La lutte contre le schisme irlandais

Dans ce double contexte d’une chrétienté druidique et du pélagianisme, le maître spirituel irlandais Columcille demande que soient construits des sites permanents pour accueillir les moines et les lettrés. L’église irlandaise s’enracine donc dans le monachisme, dans un réseau d’ermites savants prodiguant leur enseignement en toute liberté. L’Ir­lande, au haut moyen-âge, se couvre ainsi d’un tissu de communautés monacales autonomes, de fraternités de prière (oentu, cotach), de familles monastiques dirigées par un pater ou une mater spiritualis. Ces communautés s’administrent elles-mêmes sans intervention extérieure. Le principal centre spirituel de l’église irlando-écossaise est l’île d’I ou d’Hy (Iona). Cette autonomie et ce principe harmonieux d’autonomie déplaisent à Rome, qui n’hésite pas à armer des “païens” anglo-saxons pour détruire, à partir de 450, la “secte irlandaise” (Scottorum secta). En 556, le Cardinal Baronius dénonce les “schismatiques irlandais”. Pour faire pièce à cette idée d’autonomie et pour établir le principe hiérarchique romain, la Papauté fonde l’archevêché de Canterbury en 596, appelé à contrer la diffusion du “schisme irlandais”, puis à le refouler.
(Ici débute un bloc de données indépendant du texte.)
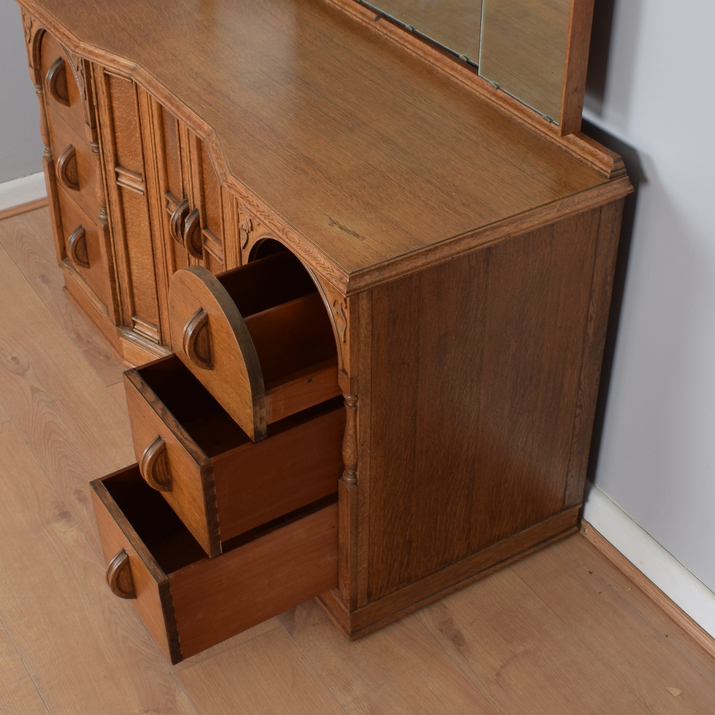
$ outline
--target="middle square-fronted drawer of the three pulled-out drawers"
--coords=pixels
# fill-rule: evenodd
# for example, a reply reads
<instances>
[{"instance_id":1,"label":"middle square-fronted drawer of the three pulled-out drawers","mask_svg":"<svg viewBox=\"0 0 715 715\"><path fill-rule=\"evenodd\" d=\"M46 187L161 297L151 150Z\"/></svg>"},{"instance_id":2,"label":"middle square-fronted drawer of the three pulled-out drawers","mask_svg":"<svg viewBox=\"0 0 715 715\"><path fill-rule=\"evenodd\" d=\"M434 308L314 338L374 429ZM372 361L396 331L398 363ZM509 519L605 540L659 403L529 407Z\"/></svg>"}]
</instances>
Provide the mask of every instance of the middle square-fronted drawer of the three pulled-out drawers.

Lors du Synode de Whitby en 664, les “Romains” parviennent à avancer dangereusement leurs pions et à consolider fortement leurs positions dans les Iles Britanniques. En 1155, le Pape Hadrien IV parachèvera le travail, en bénissant les armées de Henri II Plantagenet parties à la conquête de l’Irlande. Rome annihilait ainsi un monachisme autonome, qui défiait son autorité à l’Ouest, en instrumentalisant un expansionnisme profane et sans scrupules. Les guerres irlandaises ne sont pas terminées, comme nous le montre l’actualité.